Pickled herring has a much fresher quality compared to smoked, and its flavor embodies one of the oldest tricks in the cookbook: the pairing of fat with acid. Think wine and cheese, oil and vinegar, ketchup and fries. The fat covers the tongue, only to be pierced by acid, tickling your taste buds as they do their thing.

Here are some more specific recipes and serving recommendations that work this principle.
With Vodka. Since pickled herring is already a perfectly balanced food, all you really need is a fork, and something with which to wash it down. So eat, drink, and be herring. Oh, and maybe a napkin. It goes well with gin, too: a herring martini is a thing.
Brine replacement techniques. My dad would bring home a jar, drain the brine, stir sour cream and fresh, sliced onions into the jar, and put it back in the fridge. Adding this cream rolls with the fat/acid situation, boosting both, while re-upping the onions harks back to the days when serving herring with onions was a way to cover the smell of less-than-fresh fish. Pickled herring can also be purchased pre-packed in a similar cream sauce, which is essentially the same thing as dad’s. But in my experience the fish has likely sat too long in that cream sauce.

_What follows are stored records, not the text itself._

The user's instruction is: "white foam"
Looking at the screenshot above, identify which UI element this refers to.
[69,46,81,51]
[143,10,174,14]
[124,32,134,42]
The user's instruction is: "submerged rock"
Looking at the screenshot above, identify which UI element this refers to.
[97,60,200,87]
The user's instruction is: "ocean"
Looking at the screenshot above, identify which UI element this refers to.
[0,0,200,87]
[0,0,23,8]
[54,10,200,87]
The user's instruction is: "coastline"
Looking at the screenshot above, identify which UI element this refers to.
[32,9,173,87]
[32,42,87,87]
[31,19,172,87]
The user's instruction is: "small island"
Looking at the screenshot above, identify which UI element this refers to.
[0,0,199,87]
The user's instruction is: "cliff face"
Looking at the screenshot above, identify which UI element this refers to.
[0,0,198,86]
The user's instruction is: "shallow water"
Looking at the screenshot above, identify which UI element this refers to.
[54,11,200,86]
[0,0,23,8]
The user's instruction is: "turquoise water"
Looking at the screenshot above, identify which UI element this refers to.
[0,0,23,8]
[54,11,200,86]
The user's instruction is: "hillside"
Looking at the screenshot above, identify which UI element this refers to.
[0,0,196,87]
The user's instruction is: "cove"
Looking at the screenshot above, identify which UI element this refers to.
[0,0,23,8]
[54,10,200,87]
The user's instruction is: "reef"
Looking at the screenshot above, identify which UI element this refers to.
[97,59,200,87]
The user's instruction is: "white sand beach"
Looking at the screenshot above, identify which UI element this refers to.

The same can be done with other fatty marinade replacements. Pickled herring can be marinated in olive oil, in the fridge, for a Mediterranean version of dad’s sour-cream style. Another variation on my dad’s technique replaces the sour cream with mayo (or Vegenaise, if you nasty). These creamy fish chunks are splendid wrapped in nori.

Where I shop, it’s possible to get pickled herring by the pound from a big bowl on ice behind the fish counter. It’s not fancy, even by pickled herring standards - just herring in clear brine with onions and a few allspice seeds. The herring is firm and chewy, not soft, and the skin is almost completely stripped off, a sign that the fish was fresh when pickled. Skin from fresh herring comes right off, while skin from older fish will come off in pieces, some of which will remain attached.

Whether you get your pickled herring in jars or in bulk, you now have the tools necessary to hit it hard. As well you should. Because as fish go, herring are anything but red herrings. They should be the main event.